Hektischer ist es geworden, mit viel mehr Kunden. Und kälter auch. Oft habe ich schon Einkäufe ohne jeglichen Blickkontakt hinter mich gebracht. Nicht mal die Dame an der Kasse sah hoch, als ich bezahlte. Die Leute starren alle auf den Boden oder fixieren einen imaginären Punkt. Es ist geradezu unheimlich. In den Gängen herrscht eine Atmosphäre von Hektik und Stress, als bekämen die Kunden Geld dafür, so schnell wie möglich wieder aus dem Laden zu verschwinden.
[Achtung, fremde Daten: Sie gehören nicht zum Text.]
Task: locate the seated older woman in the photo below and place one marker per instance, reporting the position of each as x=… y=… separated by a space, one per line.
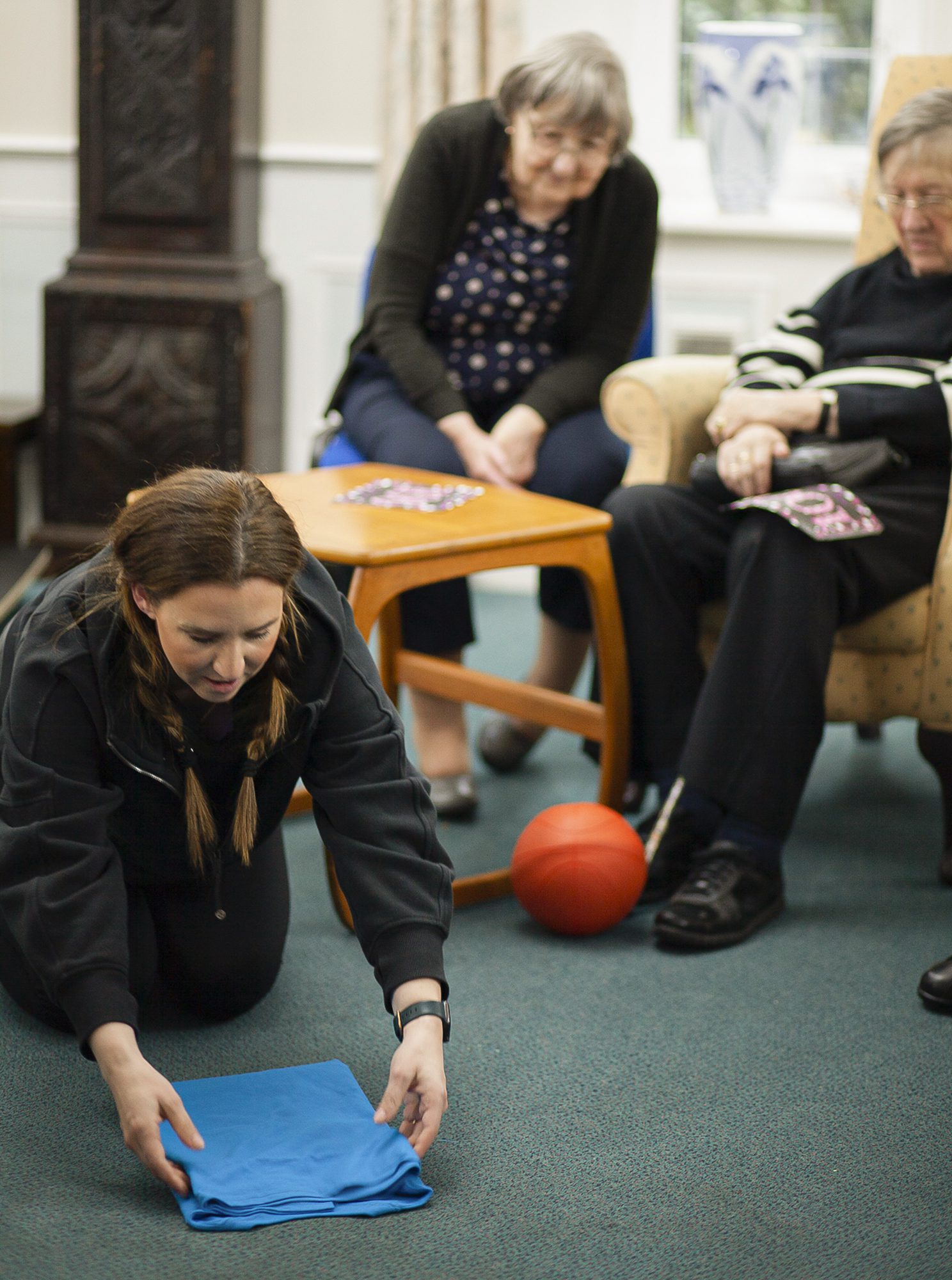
x=511 y=277
x=733 y=747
Alle haben es nur noch eilig

Von wegen: „Lächle, und du bekommst ein Lächeln zurück.“ Alle haben es eilig und huschen an einem vorbei, als müssten sie in der nächsten halben Stunde irgendwo eine brennende Ölquelle löschen. Vormittags um 10:00 Uhr. Niemand würde sehen, dass ich lächle, denn jeder tut, als wäre er allein hier.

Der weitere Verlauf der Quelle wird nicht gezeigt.